A newly released study on the relationship between bitcoin and global uncertainty finds that bitcoin acts positively to uncertainty. Analyzing a lengthy period from the 17th of March, 2011, to the 7th of October, 2016 by using the VIX index, a widely used key market risk indicator that reflects market sentiment and investor expectation of 14 countries, Brazil, Canada, China, France, Germany, India, Japan, Mexico, Russia, South Africa, Sweden, Switzerland, the UK and the US, the study concludes:
“Bitcoin is shown to serve as a hedge against uncertainty at the extreme ends of the Bitcoin market and global uncertainty, but at shorter investment horizons. Therefore, short-horizon investment in Bitcoin can help investors hedge global equity market uncertainty, especially when the market is functioning in bear and bull regimes and also when uncertainty is either low or high.”
By using a quantile regression framework as well as a well-known method of wavelets to decompose Bitcoin returns into its various investment horizons, the study was able to provide a more nuanced view in analyzing the effect of different levels of uncertainty as well as different time frames.

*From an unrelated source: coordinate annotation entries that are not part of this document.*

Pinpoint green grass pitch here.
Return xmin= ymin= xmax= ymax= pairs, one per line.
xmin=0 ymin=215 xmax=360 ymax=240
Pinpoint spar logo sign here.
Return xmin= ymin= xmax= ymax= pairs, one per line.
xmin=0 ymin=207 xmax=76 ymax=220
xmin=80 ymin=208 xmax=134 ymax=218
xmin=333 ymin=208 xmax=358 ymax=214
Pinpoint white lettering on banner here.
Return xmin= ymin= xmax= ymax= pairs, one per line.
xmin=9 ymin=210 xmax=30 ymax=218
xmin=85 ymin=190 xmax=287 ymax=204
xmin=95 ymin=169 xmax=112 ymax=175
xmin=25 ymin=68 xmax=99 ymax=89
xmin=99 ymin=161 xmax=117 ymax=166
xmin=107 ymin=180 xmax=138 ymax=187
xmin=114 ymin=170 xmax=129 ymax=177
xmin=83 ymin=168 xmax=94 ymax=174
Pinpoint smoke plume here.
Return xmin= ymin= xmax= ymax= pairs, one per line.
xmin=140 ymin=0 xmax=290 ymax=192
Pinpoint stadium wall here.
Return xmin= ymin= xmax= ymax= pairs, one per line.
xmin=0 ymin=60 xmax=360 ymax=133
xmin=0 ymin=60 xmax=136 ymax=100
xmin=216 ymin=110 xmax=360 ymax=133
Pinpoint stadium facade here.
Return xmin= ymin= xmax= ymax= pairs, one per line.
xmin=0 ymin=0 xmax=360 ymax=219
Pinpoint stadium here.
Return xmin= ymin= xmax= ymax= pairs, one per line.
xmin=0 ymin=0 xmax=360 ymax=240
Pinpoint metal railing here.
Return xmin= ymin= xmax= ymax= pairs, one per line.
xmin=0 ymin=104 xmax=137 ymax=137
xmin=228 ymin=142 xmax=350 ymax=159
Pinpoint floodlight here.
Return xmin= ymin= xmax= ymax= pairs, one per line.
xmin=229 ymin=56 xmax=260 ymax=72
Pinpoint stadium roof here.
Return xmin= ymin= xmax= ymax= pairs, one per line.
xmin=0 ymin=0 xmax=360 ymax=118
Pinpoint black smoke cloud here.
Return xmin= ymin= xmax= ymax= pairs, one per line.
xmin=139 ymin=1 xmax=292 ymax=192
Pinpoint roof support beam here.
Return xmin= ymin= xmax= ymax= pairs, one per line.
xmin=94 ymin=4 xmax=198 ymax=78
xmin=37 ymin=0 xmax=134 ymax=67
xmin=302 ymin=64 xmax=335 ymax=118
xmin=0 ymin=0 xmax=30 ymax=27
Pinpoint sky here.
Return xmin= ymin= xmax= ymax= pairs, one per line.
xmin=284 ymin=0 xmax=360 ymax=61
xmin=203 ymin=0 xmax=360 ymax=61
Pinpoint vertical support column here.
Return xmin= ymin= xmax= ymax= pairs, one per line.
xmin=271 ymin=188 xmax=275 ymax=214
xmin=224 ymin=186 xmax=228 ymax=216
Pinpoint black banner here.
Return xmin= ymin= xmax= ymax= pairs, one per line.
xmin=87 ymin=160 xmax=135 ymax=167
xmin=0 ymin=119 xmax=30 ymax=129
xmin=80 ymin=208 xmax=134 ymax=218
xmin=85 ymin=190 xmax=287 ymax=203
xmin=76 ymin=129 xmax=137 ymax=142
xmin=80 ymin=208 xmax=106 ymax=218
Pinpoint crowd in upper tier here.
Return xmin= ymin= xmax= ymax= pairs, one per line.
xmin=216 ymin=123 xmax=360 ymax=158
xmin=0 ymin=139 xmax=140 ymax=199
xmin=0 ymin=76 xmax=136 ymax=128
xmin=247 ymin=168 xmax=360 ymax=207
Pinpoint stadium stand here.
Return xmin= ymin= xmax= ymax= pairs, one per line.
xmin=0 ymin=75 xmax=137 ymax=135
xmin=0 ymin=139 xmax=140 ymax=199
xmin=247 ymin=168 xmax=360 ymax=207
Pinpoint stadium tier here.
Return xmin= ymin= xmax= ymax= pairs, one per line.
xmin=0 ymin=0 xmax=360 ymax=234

The study [PDF] finds that:
“[T]he ability of Bitcoin to act as a hedge against uncertainty is conditional on not only whether the market is in bear or bull regime but also whether global uncertainty is high or low. Specifically speaking, at shorter investment horizons, Bitcoin returns seem to hedge against the global uncertainty at extreme ends of both Bitcoin returns and uncertainty.”
Bitcoin’s role as a hedge against uncertainty has widely been speculated recently, especially following the digital currency’s surpassing of gold parity in its most popular and liquid exchanges. Its accelerated bull run since summer coincided with a number of monetary miscalculations by authorities in as diverse countries as China, India, Brazil, Venezuela, Nigeria and others, leading to an increased interest in bitcoin according to internet searches, sending the price higher and higher.
The study’s confirmation of this role may increase serious interest in bitcoin as an asset class sui generis which acts as a hedge when uncertainty is both very high and very low, potentially leading to its inclusion in more established trading houses to minimize risks while trying to maximize gains.
It’s increased market cap to surpass that of Twitter may further aid towards such aim, with the currency significantly maturing since its amateurish early days in 2011 and even 2013, leading to a marked decrease in volatility by comparison, and thus a decrease in risk, so far in any event.